1) Setiap kecelakaan selalu ada penyebabnya.

2) Setiap jenis pekerjaan atau tugas dapat diuraikan kedalam suatu urutan

tahapan pekerjaan yang sederhana.

3) Setiap pekerjaan tersebut dapat dikenali bahayanya.

61
4) Setiap bahaya yang terdapat dalam setiap tahapan tersebut dapat

diatasi agar tidak menyebabkan kecelakaan kerja atau penyakit akibat

kerja.

b) Tujuan Pembuatan JSA (Job Safety Analysis)

Job Safety Analysis dibuat dengan tujuan untuk menganalisa bahaya yang

terdapat dalam aktifitas pekerja yang berkaitan dengan peralatan, bahan serta

lingkungan kerja. Selain itu program Job Safety Analysis berfungsi untuk

memastikan bahwa jumlah keseluruhan pekerjaan yang ada dalam

perusahaan dapat diketahui dengan pasti, langkah-langkah kerja dengan

benar dalam melakukan suatu pekerjaan akan diketahui serta teknik untuk

mengendalikan atau menghindari resiko bahaya yang terkandung dalam

suatu pekerjaan akan dapat diterapkan.

Keuntungan utama dari JSA datang setelah tugas selesai dilaksanakan

karena dalam setiap tahap aktifitas yang dilakukan pekerja, terdapat potensi

bahaya yang dapat berasal dari manusia itu sendiri, peralatan, bahan dan

lingkungan yang dapat menjadi sumber kecelakaan.

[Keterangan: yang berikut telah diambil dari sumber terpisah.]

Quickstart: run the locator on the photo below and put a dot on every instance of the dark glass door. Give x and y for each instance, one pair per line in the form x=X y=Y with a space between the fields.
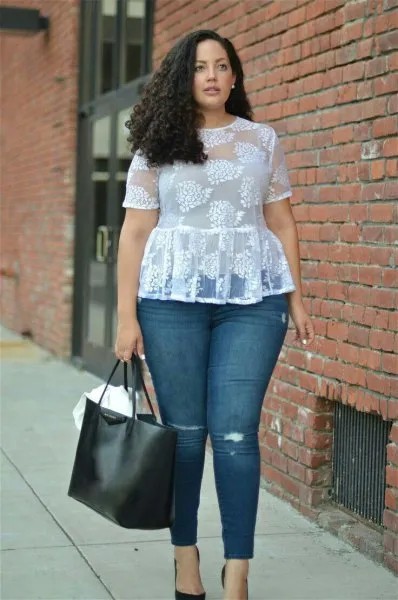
x=104 y=187
x=115 y=60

Pihak manajemen berupaya untuk menganalisa potensi bahaya yang ada

dalam tiap tahap pekerjaan dan tindakan preventif yang diperlukan untuk

mengurangi bahkan menghilangkan sumber bahaya sesuai dengan

kemampuan yang dimiliki oleh perusahaan.

c) Tim Penyusun dan Pelaksana JSA

62
Job Safety Analysis (JSA) di Proyek Pembangunan Jembatan Ogan Toll

Kayu Agung – Palembang – Betung Seksi 2 Paket III.2 Sumatera Selatan PT

Waskita Karya (Persero) Tbk disusun oleh divisi HSE yang kemudian

disosialisasikan oleh Pelaksana Lapangan pada awal pekerjaan.

d) Dokumentasi dan Revisi JSA (Job Safety Analysis)

Hasil dari JSA di dokumentasikan dan di sosialisasikan kepada setiap

tenaga kerja yang melakukan aktivitas. Revisi JSA sudah dilakukan sebanyak

2 kali. Revisi dilakukan apabila terdapat kekurangan atau kesalahan dalam

pembuatan Job Safety Analysis tersebut.

2) Uraian Pekerjaan Erection Girder

1. Persiapan Pekerjaan:

a. Pemadatan timbunan stockyard dan jalan akses

b. Stressing bed

c. Penataan PCI Girder L = 40,8 m

d. Stressing segmental girder

e. Pemasangan bearing pad

2. Pekerjaan Pemasangan Girder P17 – P25

a. Pengangkatan girder (2,5 – 3 meter) dengan lifting beam

b. Pergeseran girder ke arah kantilever

c. Pengangkatan girder sampai melewati pier head

63
d. Pergeseran girder ke atas bearing pad

e. Pemasangan bracing

3. Pekerjaan Pemasangan Gider P1 – P13 dan P25 – P28

a. Girder diangkat menggunakan crane 80 T

b. Transfer beban crawler ke beam lifter

c. Pengangkatan girder (2,5 – 3 meter) dengan lifting beam

d. Pergeseran girder ke arah kantilever

e. Pengangkatan girder sampai melewati pier head

f. Pergeseran girder ke atas bearing pad

g. Pemasangan bracing

3) Tahapan Pembuatan JSA Erection Girder

1. Memilih pekerjaan (Job Selection)

Dalam JSA tersebut jenis pekerjaan yang dipilih adalah pekerjaan

Erection Girder. Hal ini didasarkan karena Erection Girder termasuk ke

dalam pekerjaan yang memiliki potensi bahaya yang tinggi, sehingga

perlu dilakukan identifikasi bahaya pada setiap langkah pekerjaannya.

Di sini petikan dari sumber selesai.